Девушка закрыла журнал и почти что
швырнула его на кровать.
— Знаешь, сколько жалоб я слышала за
свою жизнь? Все носятся со своей болью и думают, что она делает их
исключительными, что их надо жалеть, но болит у каждого. Еще я не
люблю тех, у кого двойное дно. — Бэлл вперилась в Марка взглядом. —
Из-за таких вот вежливых, но лживых господ все и происходит. Их я
тоже видела достаточно, — схватив журнал, девушка вскочила. — Хочу
посидеть в гостиной, — и вышла.
Еще не закрылась дверь, суррей уже
начал:
— Ей просто тяжело. Она не хочет
делиться тем, что с ней произошло, и это угнетает ее. Она неправа,
даже самая маленькая боль заслуживает того, чтобы быть услышанной и
понятой. И всегда можно попросить больше, чем готов дать. Это
нормально, сегодня я дам больше, а завтра ты. Таков закон стаи.

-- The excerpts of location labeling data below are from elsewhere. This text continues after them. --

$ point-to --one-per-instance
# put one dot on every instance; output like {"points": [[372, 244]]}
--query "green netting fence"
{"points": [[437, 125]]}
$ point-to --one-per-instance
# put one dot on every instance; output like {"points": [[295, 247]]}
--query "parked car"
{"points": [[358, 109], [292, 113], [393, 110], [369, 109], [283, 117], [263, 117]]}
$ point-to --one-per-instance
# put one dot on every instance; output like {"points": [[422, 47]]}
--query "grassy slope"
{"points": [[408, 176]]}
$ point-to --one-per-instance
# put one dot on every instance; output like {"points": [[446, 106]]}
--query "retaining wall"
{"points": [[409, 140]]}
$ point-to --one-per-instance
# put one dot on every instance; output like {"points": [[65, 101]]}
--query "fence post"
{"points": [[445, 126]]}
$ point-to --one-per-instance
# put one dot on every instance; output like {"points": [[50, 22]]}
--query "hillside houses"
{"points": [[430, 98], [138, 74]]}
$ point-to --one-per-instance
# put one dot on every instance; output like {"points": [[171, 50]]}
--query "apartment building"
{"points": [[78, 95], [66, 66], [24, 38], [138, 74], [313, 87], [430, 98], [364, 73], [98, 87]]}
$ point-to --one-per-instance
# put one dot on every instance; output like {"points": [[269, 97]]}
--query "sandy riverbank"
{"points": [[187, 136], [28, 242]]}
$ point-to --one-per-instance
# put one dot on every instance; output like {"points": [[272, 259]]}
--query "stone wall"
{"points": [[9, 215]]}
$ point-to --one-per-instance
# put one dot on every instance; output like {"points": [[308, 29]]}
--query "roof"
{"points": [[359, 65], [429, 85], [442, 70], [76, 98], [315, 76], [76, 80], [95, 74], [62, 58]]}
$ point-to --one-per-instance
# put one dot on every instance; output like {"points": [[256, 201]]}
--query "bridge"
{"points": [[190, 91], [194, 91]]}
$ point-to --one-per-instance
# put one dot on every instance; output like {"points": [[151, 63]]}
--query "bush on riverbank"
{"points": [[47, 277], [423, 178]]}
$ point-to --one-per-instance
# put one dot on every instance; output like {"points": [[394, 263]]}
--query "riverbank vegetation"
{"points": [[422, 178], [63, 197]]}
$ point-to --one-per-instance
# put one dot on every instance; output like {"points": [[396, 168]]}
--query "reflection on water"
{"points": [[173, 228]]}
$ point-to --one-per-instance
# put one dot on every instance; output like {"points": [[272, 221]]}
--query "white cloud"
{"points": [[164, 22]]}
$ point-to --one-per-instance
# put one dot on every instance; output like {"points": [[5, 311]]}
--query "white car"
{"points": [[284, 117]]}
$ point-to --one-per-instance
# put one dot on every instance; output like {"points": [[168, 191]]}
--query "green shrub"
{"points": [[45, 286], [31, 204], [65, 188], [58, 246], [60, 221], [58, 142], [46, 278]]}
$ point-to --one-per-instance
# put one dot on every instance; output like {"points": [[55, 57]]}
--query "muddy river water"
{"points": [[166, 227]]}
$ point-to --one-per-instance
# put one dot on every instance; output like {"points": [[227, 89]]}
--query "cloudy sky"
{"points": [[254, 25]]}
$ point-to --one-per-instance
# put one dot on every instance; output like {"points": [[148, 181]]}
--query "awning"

— Нет, она права, — признал Марк. —
Посижу в музыкальной комнате, — остановившись уже на пороге, он
позвал: — Пойдешь со мной?
— Нет. Не хочу, чтобы кто-то понял,
кто я.
Марк помялся в дверях и вернулся на
кровать.
— Тогда я тоже останусь. Не стоит
лишний раз показываться.
***
В течение поездки не произошло
ровным счетом ничего: не было косых взглядов пассажиров или
случайных гостей в каюте, столкновений, вопросов команды, а
дирижабль прибыл строго по расписанию. Он причалил к огромной
мачте, на которой располагалась площадка для пассажиров. Канатами и
лебедкой нос дирижабля подвели к стыковочному узлу, затем, разделив
летящих на группы, спустили на подъемнике. Афеноры жаловались на
скорость и неудобства, эйлы — на высоту, но на этом путешествие
было окончено.
— Я помогу, — Кэй взял чемодан из
рук Бэлл.
Он шел первым, не переставая
принюхиваться и прислушиваться, однако вокруг собралась такая
толпа, что разобрать в этом хаосе хоть что-то было просто
невозможно.
Весь мир Марк превратил в молекулы и
золотые нити. Они наслаивались друг на друга, путая и сбивая, и
концентрация стоила головной боли — уже привычной. Но и сейчас не
было ничего подозрительного: ни одного не касалось больше двух
нитей, не меняли своего узора молекулы.
Условившись встретиться в центре
города, трое разошлись по разным сторонам. Наверное, это было
лишним, но Марк хотел сделать все возможное, по-прежнему погоня
казалась ему просто вопросом времени.
Арьент встретил шумом и суматохой.
Единственное, что понравилось Марку в городе, это ветра. В них не
было альтийского зноя, и они уже несли первые осенние холода,
чувствовалось меньше соленого привкуса моря и больше — дыма и
мазута. В остальном же Арьент напоминал Альту подобно близнецу:
упорно тянущиеся к небу остроконечные башни и шпили, по-разному
отмеряющие время часы, паромобили, выкрашенные ярким, и трамваи,
подбирающие эйлов по остановкам. Впрочем, деревьев и цветов в
столице тоже было меньше, и северный город уже отдал их осени:
пожелтели тополя, загорелись красным заросли сумаха, только упрямые
дубы еще сохранили зелень, но и в их листве мелькало золото.